MonographicDeDuping
Additional DeDuping considerations:
We also need to de-dupe based upon volume and/or year for serial monographs and multi-volume sets. That will mean including individual item information as well as the MARC fields below.
DeDuping Fields to try:
100 $a
700 $a
035 (OCLC number)
260 $a and/or $b and /or $c
245 $a and $b (not sure what to do about $b. I'm thinking that we might want to see what happens and contemplate "fuzzy" matching on all the terms in $a/$b?)
NOTE: We decided NOT to use ISBN's. (SIL didn't have the data accessible this time 'round and there were so many titles that do not have ISBNs that it was deemed not worth the effort right now.)
RefWorks Project:
To access your account, just go to
http://www.refworks.com/refworks, click on the Individual Log-in Tab, and enter:
Log-in Name: tgarnett
Password: biodiversity
10/2/07 - First experiment with RefWorks de-duping
MBLWHOI uploaded 5441 references to Refworks from a picklist Diane created. Our method was to start with Diane's picklist, which is in excel format, and parse it into Refworks XML and then import. FYI, OCLC number and barcode went into the descriptor field. SI put 302 items from their database into a separate folder. We knew there were some duplicates in there. We then asked for "exact match" and "close match" duplicates.
RefWorks currently de-dups based on title and author only. Therefore, all of the monographic series and multi-volume sets in the folders were considered dups - it brought back over 4000 results!

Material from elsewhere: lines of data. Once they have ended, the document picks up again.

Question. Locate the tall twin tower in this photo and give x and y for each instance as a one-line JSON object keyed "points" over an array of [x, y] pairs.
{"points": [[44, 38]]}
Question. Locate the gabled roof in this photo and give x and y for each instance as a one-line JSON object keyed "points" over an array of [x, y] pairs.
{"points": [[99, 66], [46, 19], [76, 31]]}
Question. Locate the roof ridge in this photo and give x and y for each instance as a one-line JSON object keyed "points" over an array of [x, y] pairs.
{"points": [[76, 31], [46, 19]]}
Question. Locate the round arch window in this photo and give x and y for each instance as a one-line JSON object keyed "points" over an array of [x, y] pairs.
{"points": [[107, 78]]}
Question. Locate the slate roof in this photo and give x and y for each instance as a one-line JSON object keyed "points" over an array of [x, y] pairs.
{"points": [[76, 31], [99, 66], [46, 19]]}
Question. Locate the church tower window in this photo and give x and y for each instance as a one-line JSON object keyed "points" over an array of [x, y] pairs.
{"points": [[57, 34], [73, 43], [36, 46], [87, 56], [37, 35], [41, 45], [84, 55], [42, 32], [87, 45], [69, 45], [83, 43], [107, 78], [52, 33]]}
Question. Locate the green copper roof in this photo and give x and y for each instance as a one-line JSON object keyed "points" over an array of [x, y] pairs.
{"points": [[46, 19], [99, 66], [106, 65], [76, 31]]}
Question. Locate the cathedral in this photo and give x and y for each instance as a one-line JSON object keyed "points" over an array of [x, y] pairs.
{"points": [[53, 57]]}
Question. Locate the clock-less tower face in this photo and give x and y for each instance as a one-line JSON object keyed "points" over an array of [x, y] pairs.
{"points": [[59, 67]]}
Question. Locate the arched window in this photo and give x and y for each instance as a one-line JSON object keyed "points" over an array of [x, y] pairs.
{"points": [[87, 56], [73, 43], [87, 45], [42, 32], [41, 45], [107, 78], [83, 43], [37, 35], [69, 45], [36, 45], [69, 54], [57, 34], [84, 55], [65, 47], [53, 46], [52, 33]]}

Another issue we noticed was that the SI records contained MARC subfields (now converted to $a, $b, etc.) while the MBLWHOI didn't - meaning an exact match would not be possible. The SI records also included articles at the beginning of titles, such as "The" and "a". MBLWHOI records did not. "The" in front of a title, an extra space in the author, subfield marks, etc. were enough to not get the records recognized as duplicates, even with the "close match" feature. It really appears that the match must be absolutely exact. We don't know at this stage what happens with diacritics. I'm not very optimistic about the matching because things are likely to come in slightly differently, depending on the source.
1st wish list:
- identification of duplicates needs to be WAY less picky
- de-duping on more fields, especially volume and year to eliminate multi-volume sets being considered duplicates
- consistency in importation (e.g. MARC subfields, diacritics, etc.)
- ability to sort so that the "true duplicates" between organizations appear at the top and your "internal" duplicates at the bottom
In our minds, #1 and #2 are show-stoppers. If the match has to so exact and we cannot de-dupe on volume or year, it's not going to work at all.